We’ve come across plenty of organizations who under-invest in customer support, live agent servicing, etc., while simultaneously hiding ‘contact’ links and support phone numbers.
In turn, customers can’t seem to find an acceptable level of customer service if they want to pause, hold, defer, transfer, and/or cancel a subscription.
However, the data is clear on this.
There is a direct correlation between ‘customer control’ and ‘LTV’, whereby increased customer control = greater lifetime value.
Said another way, brands that make it difficult for customers to pause, hold and/or cancel a subscription see higher churn, refund, and chargeback rates; and indeed, LOWER LTV’s.
While customer acquisition is crucial, arbitrage opportunities exist for brands savvy enough to focus equally hard on customer retention.
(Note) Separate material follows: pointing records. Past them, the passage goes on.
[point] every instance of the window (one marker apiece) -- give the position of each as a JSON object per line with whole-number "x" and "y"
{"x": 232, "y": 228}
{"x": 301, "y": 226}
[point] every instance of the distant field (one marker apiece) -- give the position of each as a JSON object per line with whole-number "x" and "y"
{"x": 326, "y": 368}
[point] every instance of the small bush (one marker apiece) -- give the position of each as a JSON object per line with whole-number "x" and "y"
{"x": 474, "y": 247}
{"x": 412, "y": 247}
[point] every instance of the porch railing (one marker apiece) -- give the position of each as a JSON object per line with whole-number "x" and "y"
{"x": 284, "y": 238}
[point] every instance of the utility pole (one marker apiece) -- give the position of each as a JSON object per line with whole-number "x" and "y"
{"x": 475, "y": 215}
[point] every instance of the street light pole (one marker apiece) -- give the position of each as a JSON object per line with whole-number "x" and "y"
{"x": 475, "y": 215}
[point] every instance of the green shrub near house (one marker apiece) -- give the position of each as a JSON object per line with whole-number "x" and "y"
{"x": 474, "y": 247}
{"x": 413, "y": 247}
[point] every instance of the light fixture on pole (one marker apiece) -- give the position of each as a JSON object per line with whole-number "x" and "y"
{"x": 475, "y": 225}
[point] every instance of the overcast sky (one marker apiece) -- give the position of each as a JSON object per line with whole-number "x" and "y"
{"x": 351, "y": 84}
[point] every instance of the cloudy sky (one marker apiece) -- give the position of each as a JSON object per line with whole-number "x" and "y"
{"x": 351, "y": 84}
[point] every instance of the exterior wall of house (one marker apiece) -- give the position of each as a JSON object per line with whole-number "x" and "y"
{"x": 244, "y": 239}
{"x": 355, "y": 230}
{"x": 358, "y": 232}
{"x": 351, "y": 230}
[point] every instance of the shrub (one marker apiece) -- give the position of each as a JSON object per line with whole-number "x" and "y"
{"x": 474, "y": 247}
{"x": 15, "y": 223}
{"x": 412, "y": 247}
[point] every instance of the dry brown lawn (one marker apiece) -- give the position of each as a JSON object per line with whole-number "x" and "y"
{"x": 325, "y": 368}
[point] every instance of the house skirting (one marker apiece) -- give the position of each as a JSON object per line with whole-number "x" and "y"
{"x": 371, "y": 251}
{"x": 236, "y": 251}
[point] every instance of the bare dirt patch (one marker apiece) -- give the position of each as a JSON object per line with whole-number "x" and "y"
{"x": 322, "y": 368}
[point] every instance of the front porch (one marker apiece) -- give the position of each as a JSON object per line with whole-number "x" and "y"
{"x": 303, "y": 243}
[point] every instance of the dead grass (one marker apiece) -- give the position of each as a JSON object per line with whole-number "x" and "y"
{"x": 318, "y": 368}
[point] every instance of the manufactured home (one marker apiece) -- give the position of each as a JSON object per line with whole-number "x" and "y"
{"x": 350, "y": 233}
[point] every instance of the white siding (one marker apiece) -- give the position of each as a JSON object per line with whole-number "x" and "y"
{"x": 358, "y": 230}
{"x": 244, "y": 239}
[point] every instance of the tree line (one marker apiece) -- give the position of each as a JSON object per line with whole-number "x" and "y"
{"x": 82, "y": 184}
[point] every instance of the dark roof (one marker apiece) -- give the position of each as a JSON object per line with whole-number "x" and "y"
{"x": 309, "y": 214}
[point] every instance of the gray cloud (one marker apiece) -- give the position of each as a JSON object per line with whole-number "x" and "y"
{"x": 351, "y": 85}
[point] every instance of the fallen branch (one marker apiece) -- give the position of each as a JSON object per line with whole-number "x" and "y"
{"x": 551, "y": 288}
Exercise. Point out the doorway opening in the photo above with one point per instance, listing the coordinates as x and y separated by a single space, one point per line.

Customer service teams that catch potential subscription cancellations before they happen, thereby retaining a subscriber for an extra month or more, stand to improve both lifetime value (LTV) and churn metrics.
That said, when analyzing churn rates, it’s important to distinguish between voluntary and involuntary churn.
- Voluntary churn is a customer service issue. These are customers who are canceling subscriptions voluntarily. Improving voluntary churn requires analyzing the customer journey, and all touch-points post transaction, in addition to what you’re doing at the customer service level to keep that customer on board.
- Involuntary churn is a credit card decline issue. These are customers who may not intend to cancel but are no longer active because their credit card has been declined. Improving involuntary churn requires an analysis of your credit card decline rates across card types and the implementation of failed payment tools/technology.